South Korea was racing Tuesday to contain the largest outbreak of the new coronavirus outside China, as the new COVID-19 disease claimed more lives there and spread farther in Italy — Europe's first significant cluster of cases. The nearly 1,000 cases and 10 confirmed deaths from the illness in South Korea pushed the global tallies closer to 80,000 and 3,000 respectively.

With 53 cases confirmed in the U.S. as of Monday, the Trump administration has sought billions of dollars in additional funding from Congress to buy protective gear and work on treatments and a vaccine for the new virus. Democratic House Speaker Nancy Pelosi lambasted the White House funding plan as "long overdue and completely inadequate to the scale of this emergency."

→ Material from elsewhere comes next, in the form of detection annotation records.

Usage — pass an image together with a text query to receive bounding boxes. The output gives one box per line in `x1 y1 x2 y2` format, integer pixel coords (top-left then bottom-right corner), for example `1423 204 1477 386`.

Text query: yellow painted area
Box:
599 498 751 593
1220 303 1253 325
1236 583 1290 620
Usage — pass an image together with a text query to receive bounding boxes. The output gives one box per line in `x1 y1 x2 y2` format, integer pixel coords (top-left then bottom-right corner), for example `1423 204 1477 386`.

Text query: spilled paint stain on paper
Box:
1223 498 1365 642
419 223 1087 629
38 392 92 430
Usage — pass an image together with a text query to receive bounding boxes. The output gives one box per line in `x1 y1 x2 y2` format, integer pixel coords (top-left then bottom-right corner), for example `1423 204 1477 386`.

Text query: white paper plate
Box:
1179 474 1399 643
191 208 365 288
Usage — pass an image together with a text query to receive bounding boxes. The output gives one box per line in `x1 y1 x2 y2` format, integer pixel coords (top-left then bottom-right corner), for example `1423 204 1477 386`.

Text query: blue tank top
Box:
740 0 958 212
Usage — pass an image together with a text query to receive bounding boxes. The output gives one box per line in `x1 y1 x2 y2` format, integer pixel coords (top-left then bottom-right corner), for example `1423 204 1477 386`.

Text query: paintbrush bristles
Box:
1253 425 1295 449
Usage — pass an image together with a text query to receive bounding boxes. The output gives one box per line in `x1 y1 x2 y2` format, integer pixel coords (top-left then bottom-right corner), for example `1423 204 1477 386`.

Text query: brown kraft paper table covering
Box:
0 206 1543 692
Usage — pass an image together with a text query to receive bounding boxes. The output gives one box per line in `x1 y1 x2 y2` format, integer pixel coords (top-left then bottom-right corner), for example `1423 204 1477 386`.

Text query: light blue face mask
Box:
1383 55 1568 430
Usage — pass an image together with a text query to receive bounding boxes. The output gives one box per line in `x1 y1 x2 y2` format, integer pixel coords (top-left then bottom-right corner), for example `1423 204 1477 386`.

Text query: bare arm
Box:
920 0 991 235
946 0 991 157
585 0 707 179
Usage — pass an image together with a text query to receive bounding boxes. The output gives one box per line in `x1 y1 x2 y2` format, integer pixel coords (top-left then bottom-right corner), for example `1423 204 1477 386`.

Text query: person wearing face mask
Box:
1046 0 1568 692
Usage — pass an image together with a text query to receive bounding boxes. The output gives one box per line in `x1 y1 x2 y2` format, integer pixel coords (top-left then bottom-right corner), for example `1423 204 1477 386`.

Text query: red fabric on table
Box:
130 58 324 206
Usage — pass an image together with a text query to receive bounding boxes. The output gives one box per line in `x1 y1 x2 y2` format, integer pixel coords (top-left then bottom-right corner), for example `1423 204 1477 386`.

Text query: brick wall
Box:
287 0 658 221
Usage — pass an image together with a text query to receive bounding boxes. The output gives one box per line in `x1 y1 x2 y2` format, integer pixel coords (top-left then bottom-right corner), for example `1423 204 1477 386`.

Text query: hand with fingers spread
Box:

The World Health Organization has called it a global health emergency, but has thus far declined to use the label "pandemic," a term used when a disease takes hold in multiple regions and spreads rampantly within communities. But the dramatic spread in South Korea, in particular, has stoked fears that COVID-19 could reach pandemic status.

Those fears have jarred stock markets around the world, prompted increased travel restrictions and sparked a race to test hundreds of thousands more people in South Korea for the disease.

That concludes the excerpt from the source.